By Justin Draeger, NASFAA President and CEO, and Jill Desjean, NASFAA Policy Analyst
What happens when our attempt to increase college access backfires, and instead of increasing college access, ends up putting disadvantaged families even further behind the economic eight ball? The federal Parent Loan for Undergraduate Students, more commonly known as the PLUS loan program, provides an unfortunate example.
For many middle income families, parent PLUS loans are a valuable tool that can help fill the gap between college costs and available financial aid. However, lack of proper underwriting standards have led to unintended and perverse consequences for some of our nation’s most vulnerable populations, saddling many low-income, and especially minority families, with unsustainable levels of debt.

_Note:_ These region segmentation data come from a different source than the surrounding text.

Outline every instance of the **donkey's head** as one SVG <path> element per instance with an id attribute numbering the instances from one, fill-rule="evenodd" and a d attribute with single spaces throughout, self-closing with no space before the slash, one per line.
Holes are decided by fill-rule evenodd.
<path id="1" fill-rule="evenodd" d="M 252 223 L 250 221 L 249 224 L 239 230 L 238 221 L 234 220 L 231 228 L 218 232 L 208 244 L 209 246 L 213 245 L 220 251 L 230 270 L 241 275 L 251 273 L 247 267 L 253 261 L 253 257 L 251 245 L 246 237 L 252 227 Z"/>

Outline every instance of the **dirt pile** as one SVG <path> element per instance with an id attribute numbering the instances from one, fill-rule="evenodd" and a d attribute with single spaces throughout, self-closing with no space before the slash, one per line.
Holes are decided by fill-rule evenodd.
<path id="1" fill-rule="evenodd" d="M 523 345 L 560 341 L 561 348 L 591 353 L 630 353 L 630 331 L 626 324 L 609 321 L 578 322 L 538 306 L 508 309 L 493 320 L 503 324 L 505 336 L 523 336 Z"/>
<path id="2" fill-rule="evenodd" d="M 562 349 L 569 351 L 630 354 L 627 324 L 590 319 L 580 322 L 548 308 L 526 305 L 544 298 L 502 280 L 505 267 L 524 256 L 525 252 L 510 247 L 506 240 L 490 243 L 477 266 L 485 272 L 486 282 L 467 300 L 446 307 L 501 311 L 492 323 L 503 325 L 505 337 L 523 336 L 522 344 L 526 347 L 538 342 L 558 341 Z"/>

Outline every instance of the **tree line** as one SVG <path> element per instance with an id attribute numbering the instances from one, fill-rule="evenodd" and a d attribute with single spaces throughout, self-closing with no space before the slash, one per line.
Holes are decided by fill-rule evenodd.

To qualify for a parent PLUS loan, parents must have “no adverse credit,” but this criterion looks only at past repayment history without any regard for a parent’s ability to repay the loan based on their current income or existing debt obligations. As many parents are unfortunately discovering today, that is a pretty big underwriting flaw.
Too many parent borrowers who meet PLUS credit criteria will nevertheless struggle to repay their loans because they lack the income to support their debt. One quarter of parent borrowers earn less than $40,000 per year, and yet are borrowing on average $10,000 per year for college. For minority populations, the numbers are worse. Nearly one-third of black parent PLUS loan borrowers have incomes below $30,000.
Tacking on a loan payment not only jeopardizes these families’ current financial stability, but adds to intergenerational debt, potentially negating the economic benefits their children should realize from a college education. Past payment history alone is insufficient to judge a borrower’s ability to repay. And while students will increase their earnings by pursuing a college degree, parents will not be increasing theirs.
If the mortgage crisis of a decade ago taught us anything, it’s that good underwriting not only protects lenders, but just as importantly, protects borrowers. That is why private-sector lenders employ a debt-to-income ratio before approving loans.